You can find plenty of reviews, interviews with the author, and favorable press on Javier Zamora’s memoir about immigrating to America 25 years ago. I read the book because I wanted to get a sense of the issue on a more personal level that would help me understand from a migrant’s perspective.

The memoir certainly gives us that. Zamora is a poet, and he tells a captivating, emotionally powerful tale of his experience as a 9-year-old traveling 4,000 miles from El Salvador to the U.S. Both of his parents immigrated separately several years before the story begins, and Javier has lived with his grandparents until the time comes for him to make the trip. Having paid an experienced, locally-known “coyote” to organize the proceedings, his family places him in the company of half a dozen adult strangers to make the trek illegally.

The journey takes seven weeks, much longer than intended, and it’s at times harrowing. The real stars of the story are the few fellow travelers who assume responsibility for Javier, offering genuine, generous love and protection though at times it proves costly. Zamora wrote the book partly for them, hoping it finds them and affirms his deep gratitude.

The tale takes place decades before the total breakdown of border policy we see unfolding today. All the migrants have their motivations and hopes for relocating to America, including young Javier. His dreams, readers can see, are overblown and fantastical, as one might expect from a child. But part of the discomfort of reading this book was the low-level anxiety I felt about how all the characters would react when, should they arrive successfully, their expectations met reality.

At different points along the way, I wondered why his family had sent him, as his life with his grandparents and aunt was loving and stable. The strongest reason is the yearning to be reunited with his parents; the other reason is the family’s seeming belief in the material benefits of the move. Zamora talks about this, for example, in this LA Times interview.
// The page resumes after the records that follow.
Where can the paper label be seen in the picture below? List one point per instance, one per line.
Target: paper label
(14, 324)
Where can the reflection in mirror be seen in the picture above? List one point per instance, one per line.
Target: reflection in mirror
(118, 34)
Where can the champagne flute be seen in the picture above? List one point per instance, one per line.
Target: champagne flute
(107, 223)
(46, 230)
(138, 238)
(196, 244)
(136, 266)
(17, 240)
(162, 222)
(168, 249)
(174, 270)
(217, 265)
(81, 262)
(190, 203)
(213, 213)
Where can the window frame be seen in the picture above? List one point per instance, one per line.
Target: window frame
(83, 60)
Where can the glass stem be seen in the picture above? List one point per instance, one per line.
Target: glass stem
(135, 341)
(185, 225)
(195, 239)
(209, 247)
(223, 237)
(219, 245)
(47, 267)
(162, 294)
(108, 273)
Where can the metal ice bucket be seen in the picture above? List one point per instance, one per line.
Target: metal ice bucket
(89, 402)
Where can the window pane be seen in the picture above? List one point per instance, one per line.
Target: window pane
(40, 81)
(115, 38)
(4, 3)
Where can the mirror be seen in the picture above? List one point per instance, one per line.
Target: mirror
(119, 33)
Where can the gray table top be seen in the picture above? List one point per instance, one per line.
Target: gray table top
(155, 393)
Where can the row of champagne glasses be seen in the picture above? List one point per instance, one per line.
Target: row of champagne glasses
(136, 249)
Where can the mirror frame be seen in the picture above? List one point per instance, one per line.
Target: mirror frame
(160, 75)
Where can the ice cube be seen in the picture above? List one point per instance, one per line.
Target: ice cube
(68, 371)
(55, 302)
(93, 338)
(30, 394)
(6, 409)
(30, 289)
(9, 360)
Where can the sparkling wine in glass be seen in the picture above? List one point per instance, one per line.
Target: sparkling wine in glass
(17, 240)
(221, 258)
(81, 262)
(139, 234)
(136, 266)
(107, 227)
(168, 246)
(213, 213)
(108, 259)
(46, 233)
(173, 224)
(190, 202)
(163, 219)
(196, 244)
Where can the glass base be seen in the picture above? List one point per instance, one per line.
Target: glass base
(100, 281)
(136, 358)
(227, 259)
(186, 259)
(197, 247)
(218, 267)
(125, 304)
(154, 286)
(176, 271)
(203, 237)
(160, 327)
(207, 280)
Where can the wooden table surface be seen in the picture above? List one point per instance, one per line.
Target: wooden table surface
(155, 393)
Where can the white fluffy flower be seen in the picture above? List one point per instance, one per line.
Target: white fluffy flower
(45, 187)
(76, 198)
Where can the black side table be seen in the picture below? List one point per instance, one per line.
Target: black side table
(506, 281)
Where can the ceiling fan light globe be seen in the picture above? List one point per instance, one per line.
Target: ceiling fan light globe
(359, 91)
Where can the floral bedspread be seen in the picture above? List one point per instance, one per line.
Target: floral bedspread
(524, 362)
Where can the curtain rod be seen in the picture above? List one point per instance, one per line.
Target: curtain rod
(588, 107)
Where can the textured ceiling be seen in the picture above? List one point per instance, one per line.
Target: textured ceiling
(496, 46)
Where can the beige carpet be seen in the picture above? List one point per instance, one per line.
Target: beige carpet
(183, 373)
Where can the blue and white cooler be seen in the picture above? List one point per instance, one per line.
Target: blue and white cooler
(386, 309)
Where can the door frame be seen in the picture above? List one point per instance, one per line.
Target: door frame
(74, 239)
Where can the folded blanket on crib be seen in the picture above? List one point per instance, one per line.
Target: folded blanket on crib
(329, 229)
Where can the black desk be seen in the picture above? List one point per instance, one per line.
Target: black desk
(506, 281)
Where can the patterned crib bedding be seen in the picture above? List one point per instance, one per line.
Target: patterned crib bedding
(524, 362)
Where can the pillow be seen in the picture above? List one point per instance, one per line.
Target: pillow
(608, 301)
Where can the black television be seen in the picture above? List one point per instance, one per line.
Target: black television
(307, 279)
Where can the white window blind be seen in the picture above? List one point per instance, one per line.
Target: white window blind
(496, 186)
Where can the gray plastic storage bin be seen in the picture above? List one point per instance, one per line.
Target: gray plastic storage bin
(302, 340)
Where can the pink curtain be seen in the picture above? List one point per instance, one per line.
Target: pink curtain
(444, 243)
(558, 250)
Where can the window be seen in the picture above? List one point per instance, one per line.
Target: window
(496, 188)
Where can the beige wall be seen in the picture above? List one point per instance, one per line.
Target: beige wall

Though the story is told by a young boy, Javier is perceptive, and the characters that emerge from his observations and reflections are drawn with complexity. While the migrants demonstrate great courage and compassion, I couldn’t forget that they were coming to the country illegally, beginning their life in America by breaking its laws. They view their destination with a strange mixture of longing, hope, entitlement, and hatred; they yearn to reach America, but they regard law enforcement as a malevolent enemy. How does that work out over the long haul for those who make it to “La USA,” as they call it in the book? Do those different strands eventually form themselves into a harmonious whole?

All told, I got my wish: a chance to see the experience from the perspective of a migrant. Solito is a powerful, deeply moving, troubling book, one that leaves me with a new awareness of the strength and kindness ordinary people can manifest even under great stress. I’m grateful to Zamora for doing the long and difficult work of recovering and writing his memories.